En raison de ses délais de bouclage, le Psikopat, l’autre mensuel d’humour et de bande dessinée (mensuel par ailleurs « résistant, actu, politique, satire ») n’a sorti son numéro hommage à Charlie Hebdo que près d’un mois après l’attentat.

psikopat_couvCe numéro de février du Psikopat est à la hauteur de l’événement. Dans le style chaleureux et sincère du magazine de Carali. Olivier Ka résume l’état d’esprit maison dans son sommaire-éditorial: « On ne s’en remet pas.
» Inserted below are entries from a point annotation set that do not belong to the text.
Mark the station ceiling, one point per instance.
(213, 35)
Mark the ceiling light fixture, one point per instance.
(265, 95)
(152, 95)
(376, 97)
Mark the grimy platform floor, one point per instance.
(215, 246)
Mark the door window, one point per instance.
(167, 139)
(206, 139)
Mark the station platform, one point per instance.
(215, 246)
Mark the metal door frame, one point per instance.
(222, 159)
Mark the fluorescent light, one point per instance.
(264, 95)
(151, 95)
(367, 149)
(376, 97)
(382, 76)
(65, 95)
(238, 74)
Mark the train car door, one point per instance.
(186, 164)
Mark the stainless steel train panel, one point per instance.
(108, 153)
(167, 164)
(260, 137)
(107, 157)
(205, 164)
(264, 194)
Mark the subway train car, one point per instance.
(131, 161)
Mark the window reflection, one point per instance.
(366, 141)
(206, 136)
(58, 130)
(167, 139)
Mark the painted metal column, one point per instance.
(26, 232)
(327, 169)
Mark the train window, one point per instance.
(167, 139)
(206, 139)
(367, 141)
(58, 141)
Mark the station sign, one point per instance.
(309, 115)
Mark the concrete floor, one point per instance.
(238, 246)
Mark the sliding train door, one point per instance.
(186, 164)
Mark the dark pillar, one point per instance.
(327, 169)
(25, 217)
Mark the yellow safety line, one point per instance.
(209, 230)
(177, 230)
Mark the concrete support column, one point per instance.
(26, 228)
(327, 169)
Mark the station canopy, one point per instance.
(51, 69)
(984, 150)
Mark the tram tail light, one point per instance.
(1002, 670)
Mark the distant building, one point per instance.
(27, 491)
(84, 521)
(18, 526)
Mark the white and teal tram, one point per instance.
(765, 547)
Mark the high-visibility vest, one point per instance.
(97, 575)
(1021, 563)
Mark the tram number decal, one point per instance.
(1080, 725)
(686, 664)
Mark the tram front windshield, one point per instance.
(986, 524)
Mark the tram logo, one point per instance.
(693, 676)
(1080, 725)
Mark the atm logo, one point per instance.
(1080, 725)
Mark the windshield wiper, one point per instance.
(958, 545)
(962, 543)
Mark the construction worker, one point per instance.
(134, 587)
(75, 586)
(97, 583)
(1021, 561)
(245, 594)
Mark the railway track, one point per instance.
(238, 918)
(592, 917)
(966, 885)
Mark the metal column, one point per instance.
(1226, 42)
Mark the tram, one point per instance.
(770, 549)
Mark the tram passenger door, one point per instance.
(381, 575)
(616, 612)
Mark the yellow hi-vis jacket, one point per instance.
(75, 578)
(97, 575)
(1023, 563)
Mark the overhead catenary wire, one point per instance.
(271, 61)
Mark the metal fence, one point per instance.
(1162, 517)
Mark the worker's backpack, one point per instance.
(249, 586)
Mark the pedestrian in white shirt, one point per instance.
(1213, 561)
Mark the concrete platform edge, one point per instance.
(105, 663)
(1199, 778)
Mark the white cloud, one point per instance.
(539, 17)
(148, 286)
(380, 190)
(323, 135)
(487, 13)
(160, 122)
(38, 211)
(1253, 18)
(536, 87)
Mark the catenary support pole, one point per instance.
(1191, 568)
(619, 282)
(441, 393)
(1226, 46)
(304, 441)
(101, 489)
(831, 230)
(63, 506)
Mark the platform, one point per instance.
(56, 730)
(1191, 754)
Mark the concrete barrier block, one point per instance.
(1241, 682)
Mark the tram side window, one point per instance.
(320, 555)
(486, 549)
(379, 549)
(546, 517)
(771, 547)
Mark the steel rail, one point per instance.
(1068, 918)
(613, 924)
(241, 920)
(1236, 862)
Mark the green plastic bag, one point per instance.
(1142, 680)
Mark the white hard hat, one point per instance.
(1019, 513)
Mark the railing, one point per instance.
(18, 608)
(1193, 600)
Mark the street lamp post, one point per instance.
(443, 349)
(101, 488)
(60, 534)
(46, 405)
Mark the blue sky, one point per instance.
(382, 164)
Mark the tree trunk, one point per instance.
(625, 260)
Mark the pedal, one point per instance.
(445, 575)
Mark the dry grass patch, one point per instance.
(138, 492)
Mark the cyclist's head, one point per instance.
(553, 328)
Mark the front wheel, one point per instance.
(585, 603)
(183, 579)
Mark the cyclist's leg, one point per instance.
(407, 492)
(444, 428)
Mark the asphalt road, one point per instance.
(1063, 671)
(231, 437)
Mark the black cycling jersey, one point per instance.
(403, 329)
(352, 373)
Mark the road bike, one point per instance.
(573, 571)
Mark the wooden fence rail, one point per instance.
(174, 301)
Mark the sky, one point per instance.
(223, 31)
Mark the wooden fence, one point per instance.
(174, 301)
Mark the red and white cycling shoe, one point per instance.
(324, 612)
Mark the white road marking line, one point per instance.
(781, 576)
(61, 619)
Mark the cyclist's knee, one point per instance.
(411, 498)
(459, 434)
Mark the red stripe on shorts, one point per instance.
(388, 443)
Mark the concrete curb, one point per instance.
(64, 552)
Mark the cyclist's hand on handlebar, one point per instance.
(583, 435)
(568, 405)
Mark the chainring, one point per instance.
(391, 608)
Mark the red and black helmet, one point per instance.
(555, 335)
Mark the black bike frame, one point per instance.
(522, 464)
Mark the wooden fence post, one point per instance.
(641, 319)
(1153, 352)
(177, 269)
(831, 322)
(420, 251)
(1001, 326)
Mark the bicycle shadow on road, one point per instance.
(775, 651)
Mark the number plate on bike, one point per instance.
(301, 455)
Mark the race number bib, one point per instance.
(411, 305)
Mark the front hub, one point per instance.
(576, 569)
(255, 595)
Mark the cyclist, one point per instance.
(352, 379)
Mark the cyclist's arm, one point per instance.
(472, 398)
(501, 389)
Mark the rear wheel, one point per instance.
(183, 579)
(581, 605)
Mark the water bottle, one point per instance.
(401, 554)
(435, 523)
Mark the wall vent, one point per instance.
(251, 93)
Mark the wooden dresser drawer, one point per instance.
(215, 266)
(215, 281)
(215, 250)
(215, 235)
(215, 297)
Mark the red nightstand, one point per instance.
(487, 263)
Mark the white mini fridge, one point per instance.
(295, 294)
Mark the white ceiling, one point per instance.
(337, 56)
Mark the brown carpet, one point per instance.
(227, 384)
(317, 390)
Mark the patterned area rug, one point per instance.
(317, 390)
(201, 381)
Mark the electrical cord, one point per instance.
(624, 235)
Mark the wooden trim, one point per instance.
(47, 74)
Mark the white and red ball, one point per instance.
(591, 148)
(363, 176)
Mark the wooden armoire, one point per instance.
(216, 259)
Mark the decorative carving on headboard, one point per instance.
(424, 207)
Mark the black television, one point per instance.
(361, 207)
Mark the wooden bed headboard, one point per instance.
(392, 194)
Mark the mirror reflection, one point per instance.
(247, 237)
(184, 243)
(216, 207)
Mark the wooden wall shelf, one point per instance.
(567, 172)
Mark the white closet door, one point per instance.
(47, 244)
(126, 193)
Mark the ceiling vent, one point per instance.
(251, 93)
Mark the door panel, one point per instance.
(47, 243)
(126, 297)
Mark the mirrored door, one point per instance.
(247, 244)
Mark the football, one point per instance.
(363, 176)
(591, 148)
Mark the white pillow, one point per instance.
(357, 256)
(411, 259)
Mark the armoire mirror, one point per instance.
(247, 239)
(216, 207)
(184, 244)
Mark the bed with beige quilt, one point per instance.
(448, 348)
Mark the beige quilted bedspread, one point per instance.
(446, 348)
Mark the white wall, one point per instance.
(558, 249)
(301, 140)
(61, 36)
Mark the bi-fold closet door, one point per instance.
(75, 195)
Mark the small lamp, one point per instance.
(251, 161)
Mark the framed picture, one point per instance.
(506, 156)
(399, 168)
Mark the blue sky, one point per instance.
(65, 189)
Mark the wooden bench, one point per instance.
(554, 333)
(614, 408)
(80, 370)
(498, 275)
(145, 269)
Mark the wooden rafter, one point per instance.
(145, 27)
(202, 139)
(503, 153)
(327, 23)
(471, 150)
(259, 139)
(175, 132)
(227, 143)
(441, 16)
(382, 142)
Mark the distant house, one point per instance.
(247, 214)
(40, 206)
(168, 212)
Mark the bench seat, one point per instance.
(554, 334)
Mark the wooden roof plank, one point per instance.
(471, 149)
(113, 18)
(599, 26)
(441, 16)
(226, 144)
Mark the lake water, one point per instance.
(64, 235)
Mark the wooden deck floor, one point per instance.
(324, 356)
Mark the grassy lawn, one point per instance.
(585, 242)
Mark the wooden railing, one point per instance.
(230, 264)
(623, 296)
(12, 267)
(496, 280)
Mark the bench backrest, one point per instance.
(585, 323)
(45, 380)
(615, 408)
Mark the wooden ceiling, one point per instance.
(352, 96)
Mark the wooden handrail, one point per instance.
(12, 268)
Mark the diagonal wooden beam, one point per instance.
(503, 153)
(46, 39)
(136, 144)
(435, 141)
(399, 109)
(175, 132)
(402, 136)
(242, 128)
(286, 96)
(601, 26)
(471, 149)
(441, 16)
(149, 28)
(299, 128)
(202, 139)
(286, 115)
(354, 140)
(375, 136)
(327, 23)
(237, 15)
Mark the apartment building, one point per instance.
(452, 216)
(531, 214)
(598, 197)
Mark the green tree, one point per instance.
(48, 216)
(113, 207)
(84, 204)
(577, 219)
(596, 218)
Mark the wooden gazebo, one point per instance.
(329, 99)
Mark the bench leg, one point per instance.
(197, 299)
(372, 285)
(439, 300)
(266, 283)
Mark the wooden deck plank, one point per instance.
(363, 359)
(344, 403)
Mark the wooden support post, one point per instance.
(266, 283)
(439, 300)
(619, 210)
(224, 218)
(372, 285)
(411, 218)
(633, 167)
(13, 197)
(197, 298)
Les jours passent, les semaines, et le choc est toujours vif, le traumatisme présent. On ne pouvait pas ne pas offrir toute notre place, pratiquement, à Charlie. Parce qu’on est cousins, frangins, parce qu’il y a des ponts entre nous, parce que Charb et Tignous sont passés par ici, et Luz aussi, parce qu’il y a Coco, et parce qu’on vous aime, les morts et les vivants. Vachement fort. »

Les chroniqueurs sont à l’unisson, comme « Dédé-la-science » et Caza qui dénoncent les « hommages collatéraux« , déplorent les récupérations plus ou moins grossières et constatent que « c’est dur d’être pleurés par des cons« …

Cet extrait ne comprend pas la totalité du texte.